| La Commission européenne
contraint Dexia à une cure d'amaigrissement
A. C., Les Echos
DE NOTRE BUREAU DE BRUXELLES.
Au
33 e étage de la tour Dexia, vendredi soir à Bruxelles,
les dirigeants de la banque ont pu sabler le champagne. Près d'un
an après l'ouverture d'une enquête approfondie par Bruxelles,
la commissaire à la Concurrence, Neelie Kroes, a trouvé
un accord avec l'administrateur délégué Pierre Mariani
et avec les autorités françaises, belges et luxembourgeoises
sur la restructuration de la banque, comme annoncé vendredi par
le site des Echos.fr. Le temps était compté : la Néerlandaise
quitte ses fonctions demain pour laisser la place à l'Espagnol
Joaquin Almunia.
Pour convaincre les équipes de Neelie Kroes de conclure cet accord
de principe, avalisé dès vendredi soir par le conseil d'administration
de Dexia, mais qui devra encore être formellement entériné
dans les prochaines semaines par la nouvelle Commission entrant en fonction
demain, la banque s'est engagée à réduire de 35 %
d'ici à 2014 la taille de son bilan par rapport à 2008,
à 430 milliards d'euros contre 650 milliards. Désireuse
de montrer qu'elle va plus loin que pour ING (30 % à la même
échéance), la Commission va même jusqu'à calculer
une réduction de voilure de 45 %, en laissant de côté
les 80 milliards d'euros de prêts en extinction (« run off
») que la banque vise pour 2014.
En contrepartie des subventions massives qu'elle a reçues des Etats
français, belge et luxembourgeois pour l'aider à surmonter
la crise - outre une recapitalisation publique de 6,4 milliards d'euros,
elle a bénéficié d'une garantie d'Etat pouvant aller
jusqu'à 150 milliards, ramenée ensuite à 100 milliards
-, Dexia a accepté de céder d'ici à la fin d'octobre
2012 ses filiales italienne Crediop et slovaque Banka Slovensko, mais
aussi ses activités d'assurance en Turquie et, d'ici à fin
décembre 2013, de prêt aux collectivités locales en
Espagne. Elle stoppera aussi ses activités à Singapour ou
encore en Russie. Elle se recentrera ainsi essentiellement sur le Benelux.

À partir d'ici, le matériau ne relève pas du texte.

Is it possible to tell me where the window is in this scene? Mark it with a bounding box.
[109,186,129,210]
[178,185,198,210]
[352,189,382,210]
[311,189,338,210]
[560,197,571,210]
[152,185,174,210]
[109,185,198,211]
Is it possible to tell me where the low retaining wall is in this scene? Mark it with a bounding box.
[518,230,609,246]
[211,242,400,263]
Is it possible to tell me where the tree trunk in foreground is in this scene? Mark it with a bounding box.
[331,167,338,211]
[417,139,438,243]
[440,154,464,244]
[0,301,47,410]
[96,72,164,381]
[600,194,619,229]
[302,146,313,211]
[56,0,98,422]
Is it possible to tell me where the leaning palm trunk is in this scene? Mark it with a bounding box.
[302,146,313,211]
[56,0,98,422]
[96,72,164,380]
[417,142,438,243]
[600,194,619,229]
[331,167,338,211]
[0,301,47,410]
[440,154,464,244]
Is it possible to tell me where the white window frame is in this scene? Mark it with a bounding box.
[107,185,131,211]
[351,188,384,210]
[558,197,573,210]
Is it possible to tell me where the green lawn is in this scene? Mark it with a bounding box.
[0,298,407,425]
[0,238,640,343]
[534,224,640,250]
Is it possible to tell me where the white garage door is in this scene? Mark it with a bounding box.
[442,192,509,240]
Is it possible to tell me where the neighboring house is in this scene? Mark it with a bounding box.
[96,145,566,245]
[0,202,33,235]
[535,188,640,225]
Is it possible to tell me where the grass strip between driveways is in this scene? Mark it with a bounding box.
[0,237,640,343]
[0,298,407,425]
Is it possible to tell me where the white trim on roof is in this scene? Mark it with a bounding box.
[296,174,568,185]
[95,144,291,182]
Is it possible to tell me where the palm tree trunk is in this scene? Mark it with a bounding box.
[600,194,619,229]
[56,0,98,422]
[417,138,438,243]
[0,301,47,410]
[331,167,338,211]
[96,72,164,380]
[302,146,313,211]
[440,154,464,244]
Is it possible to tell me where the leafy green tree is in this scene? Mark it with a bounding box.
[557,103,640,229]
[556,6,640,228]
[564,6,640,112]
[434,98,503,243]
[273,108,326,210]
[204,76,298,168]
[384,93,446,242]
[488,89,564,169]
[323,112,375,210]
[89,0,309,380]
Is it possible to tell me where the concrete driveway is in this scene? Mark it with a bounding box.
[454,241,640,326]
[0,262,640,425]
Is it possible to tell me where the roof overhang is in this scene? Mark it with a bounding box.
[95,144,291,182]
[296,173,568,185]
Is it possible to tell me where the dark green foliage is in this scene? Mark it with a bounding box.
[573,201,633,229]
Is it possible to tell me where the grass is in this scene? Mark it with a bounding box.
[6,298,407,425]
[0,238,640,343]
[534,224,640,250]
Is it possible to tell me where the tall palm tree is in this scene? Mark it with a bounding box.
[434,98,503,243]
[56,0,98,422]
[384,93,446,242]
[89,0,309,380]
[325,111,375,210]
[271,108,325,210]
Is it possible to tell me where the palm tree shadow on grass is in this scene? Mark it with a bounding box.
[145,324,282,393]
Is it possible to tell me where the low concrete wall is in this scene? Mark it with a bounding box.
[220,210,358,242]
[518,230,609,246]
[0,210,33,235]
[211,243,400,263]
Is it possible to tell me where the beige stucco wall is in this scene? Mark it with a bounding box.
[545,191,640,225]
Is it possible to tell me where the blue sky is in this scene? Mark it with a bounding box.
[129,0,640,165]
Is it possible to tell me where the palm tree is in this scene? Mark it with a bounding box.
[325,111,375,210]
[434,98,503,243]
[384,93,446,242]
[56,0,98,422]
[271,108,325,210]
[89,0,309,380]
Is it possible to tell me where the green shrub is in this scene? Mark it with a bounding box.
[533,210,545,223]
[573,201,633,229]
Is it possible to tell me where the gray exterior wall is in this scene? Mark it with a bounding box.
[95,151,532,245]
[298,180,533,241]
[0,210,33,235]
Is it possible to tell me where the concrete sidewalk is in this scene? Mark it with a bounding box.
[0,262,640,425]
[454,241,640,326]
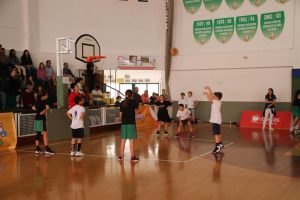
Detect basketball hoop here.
[85,56,106,63]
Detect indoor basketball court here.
[0,0,300,200]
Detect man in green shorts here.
[119,90,140,162]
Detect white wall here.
[32,0,165,69]
[171,0,300,102]
[0,0,25,50]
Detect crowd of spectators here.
[0,44,105,111]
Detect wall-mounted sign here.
[203,0,222,12]
[226,0,245,9]
[276,0,289,4]
[214,17,234,43]
[117,55,156,70]
[249,0,266,7]
[236,15,258,42]
[183,0,202,14]
[193,20,213,44]
[260,11,285,40]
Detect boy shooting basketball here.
[203,86,224,154]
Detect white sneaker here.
[75,151,85,156]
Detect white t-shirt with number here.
[209,100,222,125]
[178,98,187,108]
[176,109,191,120]
[187,97,196,109]
[68,105,85,129]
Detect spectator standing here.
[45,60,54,80]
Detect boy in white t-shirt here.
[176,104,194,137]
[203,86,224,154]
[67,97,85,156]
[178,92,187,108]
[187,91,197,123]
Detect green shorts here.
[33,120,47,132]
[292,106,300,118]
[121,124,136,140]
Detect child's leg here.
[157,121,162,133]
[177,122,182,133]
[269,109,273,129]
[120,139,126,156]
[164,122,169,133]
[35,131,41,147]
[42,131,48,146]
[215,134,222,144]
[129,140,134,158]
[263,108,271,129]
[76,138,81,151]
[71,138,76,152]
[187,120,193,133]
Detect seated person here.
[141,90,150,104]
[63,62,76,83]
[115,96,122,107]
[91,85,106,106]
[21,83,35,109]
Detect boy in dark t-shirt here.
[119,90,139,162]
[32,91,55,155]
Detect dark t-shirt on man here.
[120,99,138,124]
[35,100,48,120]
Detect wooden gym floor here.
[0,124,300,200]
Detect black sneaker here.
[34,146,43,154]
[212,145,222,153]
[45,147,55,155]
[190,132,195,138]
[118,156,124,161]
[131,156,140,162]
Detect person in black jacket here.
[6,68,21,109]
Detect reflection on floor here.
[0,124,300,200]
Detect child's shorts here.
[72,128,84,138]
[33,120,47,132]
[177,119,189,126]
[121,124,136,140]
[212,123,221,135]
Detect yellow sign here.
[0,113,17,152]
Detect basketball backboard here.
[75,34,101,63]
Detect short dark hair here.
[74,96,81,105]
[125,90,133,98]
[214,92,223,100]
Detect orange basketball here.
[171,48,178,56]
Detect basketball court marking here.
[17,132,119,151]
[17,139,234,164]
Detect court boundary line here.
[16,132,119,151]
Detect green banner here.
[214,17,234,43]
[183,0,202,14]
[193,20,213,44]
[276,0,289,3]
[226,0,244,9]
[236,15,258,42]
[260,11,284,40]
[249,0,267,7]
[203,0,222,12]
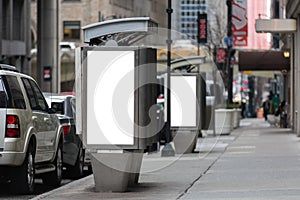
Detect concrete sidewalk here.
[34,119,300,200]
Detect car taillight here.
[5,115,20,138]
[63,126,71,135]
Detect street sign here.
[198,13,207,44]
[43,66,52,81]
[224,37,233,47]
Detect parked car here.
[44,93,90,178]
[0,64,63,193]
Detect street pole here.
[226,0,233,104]
[161,0,175,157]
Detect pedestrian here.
[263,97,270,121]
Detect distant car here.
[0,64,63,194]
[157,44,198,60]
[44,93,90,178]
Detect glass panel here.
[5,76,26,109]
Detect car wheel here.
[11,145,35,194]
[42,144,63,187]
[67,145,84,179]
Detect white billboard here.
[86,51,135,145]
[165,74,198,127]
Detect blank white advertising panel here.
[86,51,135,145]
[171,75,197,127]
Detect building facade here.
[31,0,167,45]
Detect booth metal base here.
[173,130,198,154]
[91,150,143,192]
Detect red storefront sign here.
[231,0,248,47]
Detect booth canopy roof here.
[239,51,290,71]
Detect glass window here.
[29,80,48,112]
[63,21,80,40]
[3,76,26,109]
[0,76,7,108]
[22,78,48,112]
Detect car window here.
[0,76,7,108]
[29,80,48,112]
[22,78,48,112]
[2,76,26,109]
[22,78,38,110]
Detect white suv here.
[0,64,63,193]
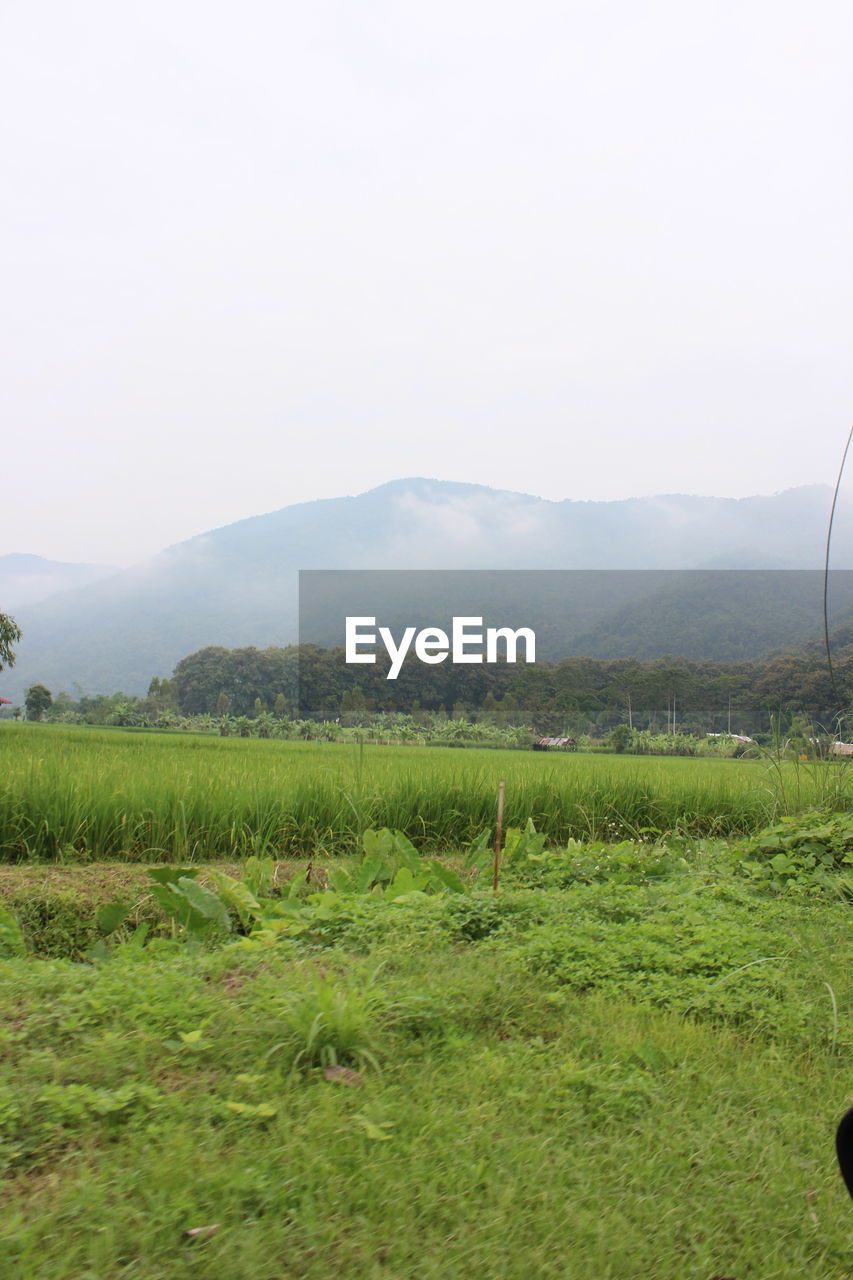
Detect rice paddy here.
[0,723,849,863]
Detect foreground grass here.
[0,723,849,863]
[0,858,853,1280]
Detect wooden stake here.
[492,778,506,893]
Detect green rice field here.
[0,723,849,863]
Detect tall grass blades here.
[0,724,849,861]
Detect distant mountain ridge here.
[0,552,119,613]
[0,479,853,701]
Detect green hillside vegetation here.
[0,480,853,701]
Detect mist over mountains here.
[0,477,853,701]
[0,553,118,614]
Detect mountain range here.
[0,479,853,701]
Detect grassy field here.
[0,846,853,1280]
[0,723,849,861]
[0,726,853,1280]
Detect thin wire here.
[824,426,853,704]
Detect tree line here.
[163,645,853,735]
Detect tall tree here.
[0,613,20,671]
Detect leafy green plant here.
[738,810,853,897]
[268,973,380,1070]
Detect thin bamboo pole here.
[492,778,506,893]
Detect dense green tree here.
[0,613,20,671]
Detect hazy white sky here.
[0,0,853,564]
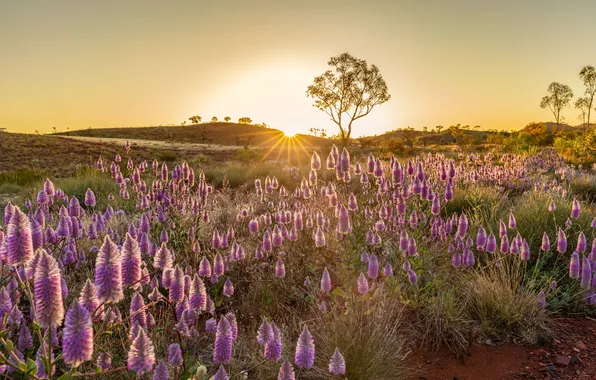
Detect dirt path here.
[56,135,238,153]
[409,318,596,380]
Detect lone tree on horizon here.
[188,115,203,124]
[579,65,596,126]
[306,53,391,147]
[540,82,573,130]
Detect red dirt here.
[410,318,596,380]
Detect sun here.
[281,126,300,137]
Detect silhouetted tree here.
[579,66,596,124]
[306,53,391,146]
[574,97,590,124]
[540,82,573,129]
[188,115,203,124]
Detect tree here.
[540,82,573,129]
[188,115,203,125]
[306,53,391,146]
[576,66,596,126]
[574,97,590,124]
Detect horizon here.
[0,0,596,137]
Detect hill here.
[58,122,328,150]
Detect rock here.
[575,340,588,350]
[555,355,571,367]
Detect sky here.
[0,0,596,136]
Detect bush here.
[466,262,550,344]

Elle ne pourra procéder à aucune acquisition d'ici à
la fin de 2011.
Les actionnaires seront mis à contribution, mais de manière
indirecte : ils pourront toucher leurs dividendes, mais seulement en actions
jusqu'à la fin de 2011. Surtout, la banque a promis de revoir en
profondeur un « business model » qui consistait jusqu'à
présent à se financer souvent à très court
terme sur le marché de gros, pour accorder des emprunts de long
terme aux collectivités locales. Dexia devra progressivement allonger
la durée de son refinancement en respectant des clauses de rendez-vous
vis-à-vis de la Commission, de manière à porter de
50 % aujourd'hui à 90 % en 2014 la part de son bilan refinancée
à plus d'un an.
L'objectif est aussi d'accroître suffisamment le niveau des marges
pour assurer, in fine, la pérennité de l'activité
et donc la viabilité de la banque. Dexia se passera dès
la fin de juin de la garantie des Etats, dont elle pouvait bénéficier
jusqu'à la fin d'octobre.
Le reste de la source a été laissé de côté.